Many people don’t like the idea that the AI cheats. Of course most of the time people don’t know that the AI really does cheat. If I write and say that MTG Forge’s AI looks at your hand, people would get upset. But if I never tell people, they wouldn’t ever know, so they couldn’t get upset. (And please note that MTG Forge’s AI does not look at your hand because it wouldn’t be helpful.) I try to give users as many options as possible and MTG Forge has the option to smooth the AI’s land but you can also turn that option off.

MTG Forge is really just thousands of little decisions that I and other people had to make. Much like movie reviews where a person watches a movie for two hours and then criticizes it, I (and others) have spent hundreds of hours working on MTG Forge. If something works, like the deck editor, I receive no comments about it but if something is broken, I receive tons. Often I receive more criticism than praise and it doesn’t bother me. People are using MTG Forge and are enjoying a good game of Magic and that was my goal. (Ok, really my goal was for me to enjoy a good game of Magic but I don’t mind sharing.)

All of MTG Forge’s major flaws are a result of decisions that I made, such as the AI isn’t great, you can’t sideboard, and not all of the phases are implemented and I understand how these omissions could be frustrating for other people to understand.

I didn’t want MTG Forge to be a half-written program that never really did anything. Sourceforge.net and other sites have a TON of half-written programs which no one uses. MTG Forge is useable and despite some horrible coding practices like 10,000 line methods and global variables, it is very playable. (I just enjoyed a great 10 game quest last night. Ok, you got me, it was really a 16 game quest because I lost 6 times, ha.)

And to quote myself, MTG Forge is a collection of bugs that happens to play Magic.

p.s. I love the new Zendikar basic lands, they look great.

p.p.s.
Truthfully, I'm a perfectionist and I want everything to be 100% perfect but then I would have never completed MTG Forge. Computer programming (and life) often involve compromises.

8 comments:

Anonymous said...

Yeah, people are ungrateful bastards. I for one think MTG Forge is the most fun I've had playing Magic in a long time. Quest mode is the best.

Anonymous said...

"My last post generated a lot of comments"

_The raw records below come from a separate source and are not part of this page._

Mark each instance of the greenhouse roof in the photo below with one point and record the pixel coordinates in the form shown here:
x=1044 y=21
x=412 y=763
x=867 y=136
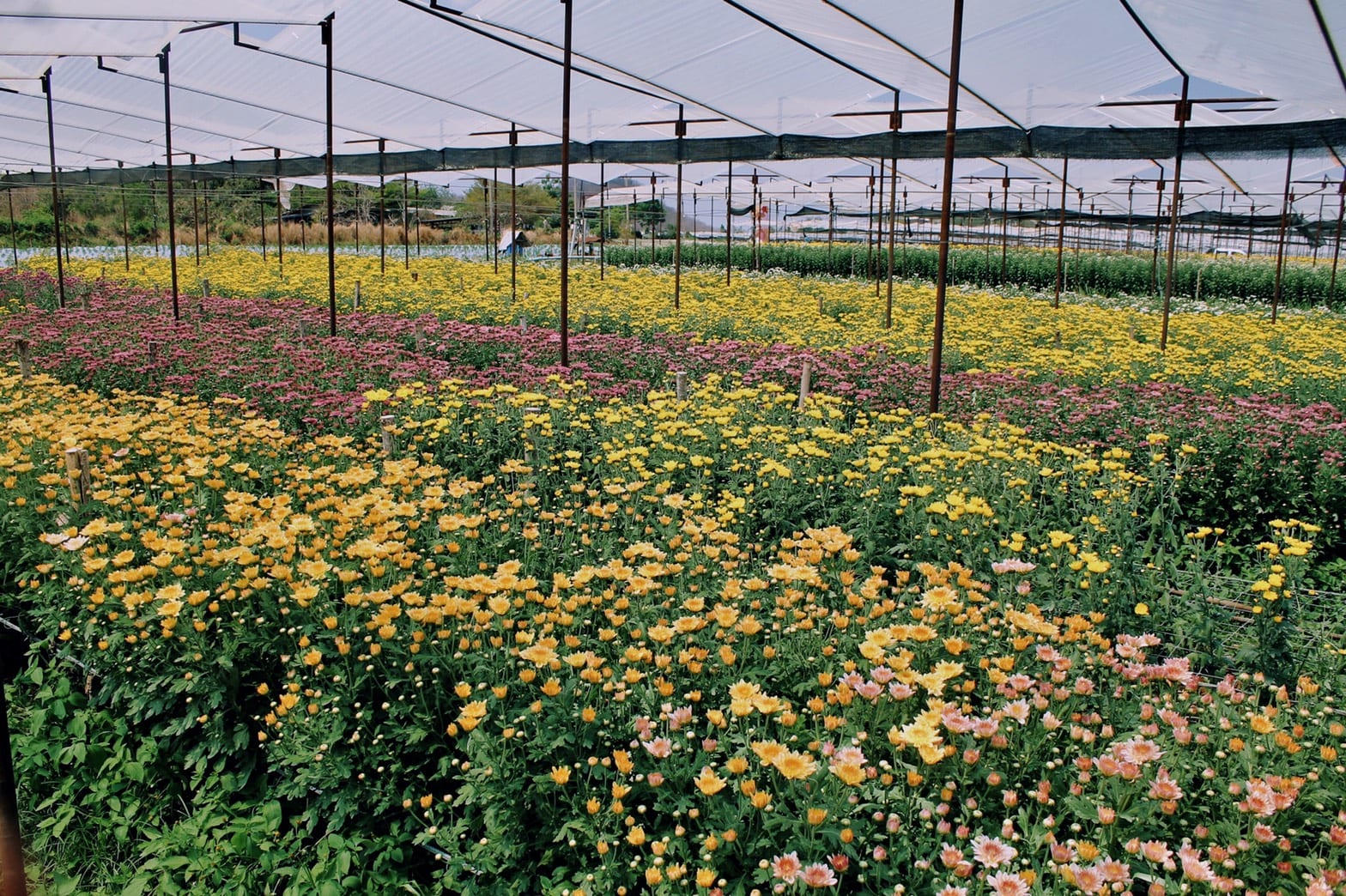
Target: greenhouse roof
x=801 y=88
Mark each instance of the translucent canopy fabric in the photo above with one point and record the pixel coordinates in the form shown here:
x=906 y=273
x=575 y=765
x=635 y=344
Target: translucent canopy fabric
x=801 y=85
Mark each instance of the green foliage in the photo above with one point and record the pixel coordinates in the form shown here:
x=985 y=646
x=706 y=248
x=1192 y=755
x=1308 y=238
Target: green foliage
x=1100 y=274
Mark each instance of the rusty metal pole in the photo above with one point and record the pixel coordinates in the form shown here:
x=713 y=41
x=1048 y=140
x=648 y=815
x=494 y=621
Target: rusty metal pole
x=949 y=136
x=383 y=213
x=566 y=190
x=11 y=843
x=729 y=227
x=869 y=233
x=280 y=232
x=1337 y=248
x=14 y=229
x=679 y=130
x=602 y=218
x=1182 y=112
x=125 y=220
x=1004 y=229
x=173 y=227
x=832 y=221
x=1061 y=234
x=331 y=203
x=1287 y=201
x=1159 y=217
x=1131 y=196
x=513 y=213
x=56 y=196
x=205 y=211
x=895 y=124
x=878 y=241
x=196 y=210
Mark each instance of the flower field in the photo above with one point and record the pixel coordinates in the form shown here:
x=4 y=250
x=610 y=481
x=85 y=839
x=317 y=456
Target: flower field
x=412 y=608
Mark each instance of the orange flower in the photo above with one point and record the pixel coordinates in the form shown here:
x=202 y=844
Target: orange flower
x=708 y=782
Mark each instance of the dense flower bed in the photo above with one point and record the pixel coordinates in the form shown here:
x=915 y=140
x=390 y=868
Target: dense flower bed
x=1239 y=351
x=1260 y=457
x=599 y=672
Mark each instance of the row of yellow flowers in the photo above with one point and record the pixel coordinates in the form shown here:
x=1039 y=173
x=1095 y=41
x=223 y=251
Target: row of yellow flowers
x=590 y=663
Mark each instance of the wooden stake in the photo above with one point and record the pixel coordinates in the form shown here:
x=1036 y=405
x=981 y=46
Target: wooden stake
x=805 y=382
x=530 y=412
x=25 y=358
x=386 y=431
x=77 y=471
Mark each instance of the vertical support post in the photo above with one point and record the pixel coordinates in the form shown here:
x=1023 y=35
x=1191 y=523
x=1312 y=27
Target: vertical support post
x=196 y=210
x=1004 y=227
x=125 y=221
x=949 y=136
x=754 y=221
x=77 y=474
x=1318 y=232
x=1131 y=196
x=11 y=844
x=566 y=189
x=205 y=203
x=729 y=227
x=154 y=213
x=893 y=206
x=1337 y=248
x=173 y=225
x=14 y=227
x=25 y=358
x=383 y=211
x=331 y=213
x=602 y=220
x=1287 y=201
x=56 y=197
x=1080 y=232
x=1182 y=112
x=680 y=130
x=513 y=213
x=1159 y=217
x=869 y=232
x=906 y=229
x=280 y=232
x=832 y=222
x=493 y=225
x=878 y=242
x=696 y=242
x=1061 y=232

Definitely ... probably due to the discussion my started. My first post was written with a spirit of frustration / disappointment, and I didn't make it especially _easy_ for everyone to welcome my points with open arms. But I think we managed to not let it get out of hand and ending in, mh, respectful disagreement, I think. That's one of things I really appreciate about this community btw, I think it has a pretty mature way of dealing with such things.

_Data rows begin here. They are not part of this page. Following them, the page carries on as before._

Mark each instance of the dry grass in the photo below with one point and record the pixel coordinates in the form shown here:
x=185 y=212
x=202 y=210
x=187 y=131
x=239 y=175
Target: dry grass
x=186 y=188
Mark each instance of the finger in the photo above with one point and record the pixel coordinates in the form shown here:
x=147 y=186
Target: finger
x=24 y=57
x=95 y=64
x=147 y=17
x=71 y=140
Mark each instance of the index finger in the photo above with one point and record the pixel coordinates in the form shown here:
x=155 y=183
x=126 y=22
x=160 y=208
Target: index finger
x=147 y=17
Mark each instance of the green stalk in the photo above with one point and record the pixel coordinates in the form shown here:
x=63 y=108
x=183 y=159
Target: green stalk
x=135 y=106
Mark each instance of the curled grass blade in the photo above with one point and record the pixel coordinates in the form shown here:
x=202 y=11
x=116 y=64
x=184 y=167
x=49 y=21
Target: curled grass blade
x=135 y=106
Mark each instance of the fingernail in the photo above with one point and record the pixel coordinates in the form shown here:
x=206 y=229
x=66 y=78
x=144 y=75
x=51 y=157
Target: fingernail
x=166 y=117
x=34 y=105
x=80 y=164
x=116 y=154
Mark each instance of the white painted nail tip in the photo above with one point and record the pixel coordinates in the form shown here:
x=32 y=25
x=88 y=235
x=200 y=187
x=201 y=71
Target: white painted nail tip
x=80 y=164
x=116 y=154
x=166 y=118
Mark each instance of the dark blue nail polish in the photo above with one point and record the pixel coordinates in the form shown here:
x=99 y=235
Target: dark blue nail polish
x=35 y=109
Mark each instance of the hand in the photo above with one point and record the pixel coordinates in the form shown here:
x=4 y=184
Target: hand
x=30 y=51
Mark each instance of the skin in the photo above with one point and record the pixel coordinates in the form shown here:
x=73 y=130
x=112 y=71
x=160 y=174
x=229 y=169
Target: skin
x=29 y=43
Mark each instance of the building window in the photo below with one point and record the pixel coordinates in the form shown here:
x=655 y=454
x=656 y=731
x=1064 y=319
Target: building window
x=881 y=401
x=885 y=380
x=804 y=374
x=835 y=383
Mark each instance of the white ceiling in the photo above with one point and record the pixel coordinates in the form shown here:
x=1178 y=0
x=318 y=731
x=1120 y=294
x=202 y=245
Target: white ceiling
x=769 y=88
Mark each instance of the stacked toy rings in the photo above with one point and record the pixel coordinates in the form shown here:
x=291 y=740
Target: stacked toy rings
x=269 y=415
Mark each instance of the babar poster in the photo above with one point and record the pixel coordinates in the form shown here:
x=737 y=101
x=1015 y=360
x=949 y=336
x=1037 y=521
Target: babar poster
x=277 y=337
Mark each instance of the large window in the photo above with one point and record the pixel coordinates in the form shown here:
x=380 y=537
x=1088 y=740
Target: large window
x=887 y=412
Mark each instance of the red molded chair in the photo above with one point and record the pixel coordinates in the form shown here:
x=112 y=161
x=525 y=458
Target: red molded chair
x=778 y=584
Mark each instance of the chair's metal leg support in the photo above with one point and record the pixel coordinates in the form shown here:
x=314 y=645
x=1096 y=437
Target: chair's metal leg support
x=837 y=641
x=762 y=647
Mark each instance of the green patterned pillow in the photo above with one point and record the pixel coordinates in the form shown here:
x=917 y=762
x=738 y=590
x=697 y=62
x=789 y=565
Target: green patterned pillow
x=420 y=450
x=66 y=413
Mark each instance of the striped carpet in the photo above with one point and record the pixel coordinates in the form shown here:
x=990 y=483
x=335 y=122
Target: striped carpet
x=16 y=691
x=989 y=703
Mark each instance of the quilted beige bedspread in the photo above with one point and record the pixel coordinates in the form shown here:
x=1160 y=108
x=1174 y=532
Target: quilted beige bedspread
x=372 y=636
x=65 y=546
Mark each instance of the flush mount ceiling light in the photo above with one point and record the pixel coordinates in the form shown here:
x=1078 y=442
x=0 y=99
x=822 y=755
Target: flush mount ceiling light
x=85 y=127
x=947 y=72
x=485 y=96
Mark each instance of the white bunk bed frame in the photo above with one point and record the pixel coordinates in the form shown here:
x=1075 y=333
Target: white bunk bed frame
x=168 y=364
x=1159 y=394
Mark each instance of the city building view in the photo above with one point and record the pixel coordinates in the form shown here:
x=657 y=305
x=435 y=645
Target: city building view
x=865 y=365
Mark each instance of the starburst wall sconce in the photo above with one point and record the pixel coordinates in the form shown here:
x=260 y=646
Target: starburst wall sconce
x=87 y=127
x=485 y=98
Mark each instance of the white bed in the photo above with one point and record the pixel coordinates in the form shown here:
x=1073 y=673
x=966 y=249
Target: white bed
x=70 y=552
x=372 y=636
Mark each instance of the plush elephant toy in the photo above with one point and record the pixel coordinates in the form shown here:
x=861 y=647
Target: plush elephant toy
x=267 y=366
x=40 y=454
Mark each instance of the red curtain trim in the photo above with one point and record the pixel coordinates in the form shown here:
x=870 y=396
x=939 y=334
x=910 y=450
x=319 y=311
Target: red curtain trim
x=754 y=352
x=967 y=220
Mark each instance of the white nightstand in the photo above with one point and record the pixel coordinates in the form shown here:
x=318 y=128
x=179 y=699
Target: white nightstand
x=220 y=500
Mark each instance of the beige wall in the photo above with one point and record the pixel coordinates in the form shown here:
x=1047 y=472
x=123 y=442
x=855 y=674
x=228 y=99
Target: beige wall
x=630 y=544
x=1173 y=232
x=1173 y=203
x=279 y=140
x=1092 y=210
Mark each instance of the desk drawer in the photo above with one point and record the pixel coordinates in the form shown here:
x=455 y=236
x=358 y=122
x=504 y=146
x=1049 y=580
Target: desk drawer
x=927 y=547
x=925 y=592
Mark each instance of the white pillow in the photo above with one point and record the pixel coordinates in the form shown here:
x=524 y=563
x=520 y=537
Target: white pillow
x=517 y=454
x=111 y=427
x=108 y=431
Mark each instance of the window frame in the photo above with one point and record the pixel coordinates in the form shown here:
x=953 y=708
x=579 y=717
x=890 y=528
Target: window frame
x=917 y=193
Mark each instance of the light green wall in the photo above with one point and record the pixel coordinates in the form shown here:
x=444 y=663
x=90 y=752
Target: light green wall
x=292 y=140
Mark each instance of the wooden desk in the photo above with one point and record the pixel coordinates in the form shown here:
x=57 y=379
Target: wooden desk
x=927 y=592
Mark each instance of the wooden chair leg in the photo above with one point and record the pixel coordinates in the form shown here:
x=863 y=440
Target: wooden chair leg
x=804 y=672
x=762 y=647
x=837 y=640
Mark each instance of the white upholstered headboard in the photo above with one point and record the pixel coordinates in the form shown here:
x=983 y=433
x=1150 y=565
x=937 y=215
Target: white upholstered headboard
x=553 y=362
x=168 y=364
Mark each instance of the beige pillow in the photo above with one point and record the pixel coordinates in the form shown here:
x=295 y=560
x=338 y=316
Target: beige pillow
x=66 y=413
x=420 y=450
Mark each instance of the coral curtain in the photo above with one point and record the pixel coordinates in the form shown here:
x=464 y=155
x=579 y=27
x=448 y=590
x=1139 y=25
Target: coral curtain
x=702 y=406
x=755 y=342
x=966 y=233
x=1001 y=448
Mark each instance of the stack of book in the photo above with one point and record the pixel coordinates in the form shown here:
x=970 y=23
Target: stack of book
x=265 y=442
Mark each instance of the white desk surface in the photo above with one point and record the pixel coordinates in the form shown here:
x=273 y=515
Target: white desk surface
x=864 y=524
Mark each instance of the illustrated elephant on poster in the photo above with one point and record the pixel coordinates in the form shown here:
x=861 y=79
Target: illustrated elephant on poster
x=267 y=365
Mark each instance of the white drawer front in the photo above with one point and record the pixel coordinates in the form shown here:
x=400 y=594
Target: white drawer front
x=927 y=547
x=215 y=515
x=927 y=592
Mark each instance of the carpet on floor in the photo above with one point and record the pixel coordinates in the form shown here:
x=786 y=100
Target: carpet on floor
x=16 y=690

Anyway, back on topic: I do respect your approach to AI programming, although I disagree with seeing cheats as solutions, and (obviously) wish you'd share my opinion in this regard. But I don't want to harp on about it - what I'd like to do is to _encourage_ you to ask around for good AI solutions or implementations, join discussions, or even just call for ideas. Nobody's perfect, but I think when this community is working together, it has a good potential of finding strong and efficient AI algorithms. :)

Thanks for taking the time to write an "extra issue" of the blog to address the discussion.

Anonymous said...

It's a pity that you didn't say anything about the community idea of defining little tasks to improve your program very target-oriented.

Anonymous said...

You are doing a great job. This is a work in progress and over time the product will improve. I for one appreciate all you're doing.

Resonantg

Forge said...

The quest mode is great because it forces you to use sub-par cards. You also get to "bond" with your deck by playing against better decks. Also, you get to learn the intricacies of your particular deck. Last night I did well with a crazy WB deck.